Résumé de la décision
Dans l'affaire opposant Madame [S] [F] à la S.A.R.L. GIM GESTION IMMOBILIERE DU MIDI, le Tribunal judiciaire de Marseille a été saisi par Madame [S] [F] pour obtenir le paiement de diverses sommes liées à des charges locatives et à une prime RGE. En défense, la société GIM GESTION IMMOBILIERE DU MIDI a soulevé l'incompétence du Tribunal au profit du juge des référés du pôle de proximité, arguant que le montant des demandes était inférieur à 10.000 €. Le Tribunal a décidé de rouvrir les débats pour examiner ce moyen de défense, fixant une nouvelle audience au 16 septembre 2024.
Arguments pertinents
1. Incompétence du Tribunal : La défense a soulevé que le Tribunal n'était pas compétent pour connaître de l'affaire, en raison du montant des demandes qui est inférieur à 10.000 €. Ce point est fondamental car il détermine la juridiction appropriée pour traiter le litige. Le Tribunal a reconnu la nécessité de réexaminer cette question, indiquant que "les demandes formées par Madame [S] [F] portent sur un montant inférieur à 10.000 €".
2. Réouverture des débats : Le Tribunal a ordonné la réouverture des débats, soulignant que le moyen d'incompétence a été soulevé le jour de l'audience, ce qui a empêché Madame [S] [F] de répondre. Cela montre l'importance du respect du contradictoire dans le cadre des procédures judiciaires.
Interprétations et citations légales
1. Compétence du juge des contentieux de la protection : Le Tribunal a fait référence aux articles L213-4-2 à L213-4-7 du Code de l'organisation judiciaire, qui établissent que le juge des contentieux de la protection est compétent pour les litiges inférieurs à 10.000 € ne relevant pas du contentieux spécifique du tribunal judiciaire. Cette interprétation est cruciale pour déterminer la juridiction appropriée.
- Code de l'organisation judiciaire - Article L213-4-2 : "Le juge des contentieux de la protection est compétent pour connaître des litiges dont le montant est inférieur à 10.000 €."
2. Difficulté sérieuse : La défense a également soutenu que la demande de Madame [S] [F] se heurtait à une difficulté sérieuse, ce qui pourrait justifier une irrecevabilité. Le Tribunal a pris note de cette argumentation, ce qui pourrait influencer la décision finale.

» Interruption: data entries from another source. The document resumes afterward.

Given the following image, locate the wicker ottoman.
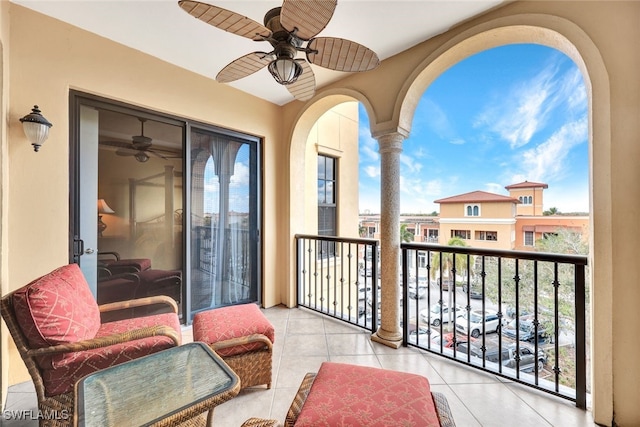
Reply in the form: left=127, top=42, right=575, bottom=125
left=193, top=304, right=275, bottom=388
left=284, top=362, right=455, bottom=427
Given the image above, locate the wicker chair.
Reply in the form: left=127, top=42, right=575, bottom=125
left=0, top=264, right=181, bottom=427
left=193, top=304, right=275, bottom=389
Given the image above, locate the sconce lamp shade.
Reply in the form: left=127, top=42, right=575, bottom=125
left=98, top=199, right=115, bottom=237
left=98, top=199, right=116, bottom=214
left=20, top=105, right=53, bottom=151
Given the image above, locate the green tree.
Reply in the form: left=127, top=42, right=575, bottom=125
left=484, top=228, right=589, bottom=342
left=400, top=224, right=414, bottom=243
left=430, top=237, right=469, bottom=282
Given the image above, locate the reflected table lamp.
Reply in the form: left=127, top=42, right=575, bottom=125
left=98, top=199, right=115, bottom=237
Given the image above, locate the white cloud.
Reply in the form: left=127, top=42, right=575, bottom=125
left=513, top=116, right=588, bottom=182
left=484, top=182, right=505, bottom=194
left=362, top=166, right=380, bottom=178
left=400, top=154, right=422, bottom=173
left=474, top=64, right=584, bottom=149
left=416, top=98, right=465, bottom=145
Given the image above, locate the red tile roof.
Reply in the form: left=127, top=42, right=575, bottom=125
left=434, top=191, right=520, bottom=203
left=504, top=181, right=549, bottom=190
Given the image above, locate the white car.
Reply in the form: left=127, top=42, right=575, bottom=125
left=420, top=303, right=464, bottom=326
left=456, top=310, right=500, bottom=338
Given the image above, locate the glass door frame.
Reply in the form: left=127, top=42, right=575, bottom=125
left=68, top=89, right=263, bottom=324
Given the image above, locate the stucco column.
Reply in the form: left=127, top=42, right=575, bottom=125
left=371, top=132, right=405, bottom=348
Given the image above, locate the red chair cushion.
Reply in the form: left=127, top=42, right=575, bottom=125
left=38, top=313, right=181, bottom=396
left=13, top=264, right=100, bottom=348
left=193, top=304, right=276, bottom=357
left=100, top=258, right=151, bottom=274
left=295, top=362, right=440, bottom=427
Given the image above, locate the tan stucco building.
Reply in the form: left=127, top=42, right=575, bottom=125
left=0, top=1, right=640, bottom=426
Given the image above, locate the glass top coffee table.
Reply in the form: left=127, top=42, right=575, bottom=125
left=74, top=342, right=240, bottom=427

3. Contradictoire : Le Tribunal a insisté sur le respect du principe du contradictoire, en indiquant que la demande d'incompétence a été soulevée sans que la demanderesse ait eu l'opportunité de répliquer. Cela souligne l'importance de garantir à chaque partie la possibilité de défendre ses droits.
En conclusion, la décision du Tribunal de rouvrir les débats est une étape importante pour garantir un procès équitable, en permettant à toutes les parties de faire valoir leurs arguments sur la question de la compétence.